Отдохнувшая буланка тоже повеселела и резво двинулась в путь. Вдруг где-то далеко сзади раздался взрыв оглушительной силы. Дрогнула земля, посыпались на мостовую разбитые стёкла. Тёплая взрывная волна, словно ветер, пронеслась над головами. Беглецы испуганно обернулись. Гигантский столб пламени поднялся в небо. По высокой дуге из него выскакивали огненные шары и разлетались по округе. Зрелище было одновременно и жутким, и завораживающим.
– Будто вулкан… – прошептал Ахлестышев.
– Пороховые склады у Симонова монастыря взорвали! – догадался Батырь.
– Ой, смотрите, смотрите! – Евникия вытянула руку. – Страсти-то какие!
В тёмном Заяузье, как по команде, стали вспыхивать огни: первый, второй, третий… В считанные минуты на Гончарной, Таганке и в Котельниках разгорелось несколько сильных пожаров.
– Это был сигнал! – крикнул Пётр. – Сожгут Москву к чертям! Я подозревал это!
– Поехали отсюда шибче, – угрюмо пробасил налётчик и тронул вожжи.
Обогнув Воспитательный дом, телега вскоре оказалась на Варварской площади. Здесь было дымно, над Китай-городом как будто горел закат.
– Верхнеторговые ряды горят, – сразу определил Саша. – Богатые места! Жаль, меня там нету… Али я хуже людей, что везде стоя пью?
Они хотели ехать к Лубянке, но издали увидели на ней множество бивачных костров. На площади перед Ростопчинским дворцом стояли пушки и ходили во множестве французы.

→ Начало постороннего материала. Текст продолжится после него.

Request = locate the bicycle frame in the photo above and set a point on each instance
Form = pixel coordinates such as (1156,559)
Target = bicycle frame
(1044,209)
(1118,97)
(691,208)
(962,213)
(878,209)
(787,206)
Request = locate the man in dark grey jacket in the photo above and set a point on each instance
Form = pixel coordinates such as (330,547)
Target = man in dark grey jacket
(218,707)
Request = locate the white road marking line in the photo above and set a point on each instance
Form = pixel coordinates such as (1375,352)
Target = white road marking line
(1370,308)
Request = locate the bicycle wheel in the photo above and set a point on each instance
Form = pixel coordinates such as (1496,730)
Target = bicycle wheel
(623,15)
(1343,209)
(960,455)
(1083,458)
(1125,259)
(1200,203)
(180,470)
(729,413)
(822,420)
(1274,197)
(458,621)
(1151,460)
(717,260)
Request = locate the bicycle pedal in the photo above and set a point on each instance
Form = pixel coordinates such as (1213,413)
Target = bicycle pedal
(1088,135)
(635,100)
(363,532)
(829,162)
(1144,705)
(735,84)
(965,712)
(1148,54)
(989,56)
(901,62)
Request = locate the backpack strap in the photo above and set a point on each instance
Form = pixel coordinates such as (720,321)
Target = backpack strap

Гул оживлённых голосов, звуки флейты, гитары – полное веселье… В домах поблизости все окна были освещены: захватчики расположились с комфортом.
Батырь немедленно свернул в ближайшую улочку. Выезжать на бульвары он не решился. Телега стала пробираться тёмными переулками к Трубе, далеко объезжая вражеский лагерь. Быстрым ходом пересекли Маросейку и Мясницкую; на последней тоже обнаружили французов. Но в переулках было тихо и пугающе безлюдно. Вдруг из подворотни показалась большая группа людей в русской одежде. Впереди шёл Лешак собственной персоной. В руке “иван” держал какой-то странный предмет, похожий на топорище или оструганную чурку с закруглёнными концами. Чурка достигала шести вершков в длину и двух – в ширину, и из неё сочился белый дым. Сообщники Лешака тащили кто горящие факелы, кто осмолённые пики, а иные – зажжённые пучки соломы. В толпе Пётр не без удивления узнал квартального надзирателя Пожарского. Четыре месяца назад именно этот человек арестовал его в доме Барыковых на глазах у невесты… Теперь Пожарский, в форме полицейского офицера и с саблей на боку командовал, вместе с “иваном”, шайкой поджигателей!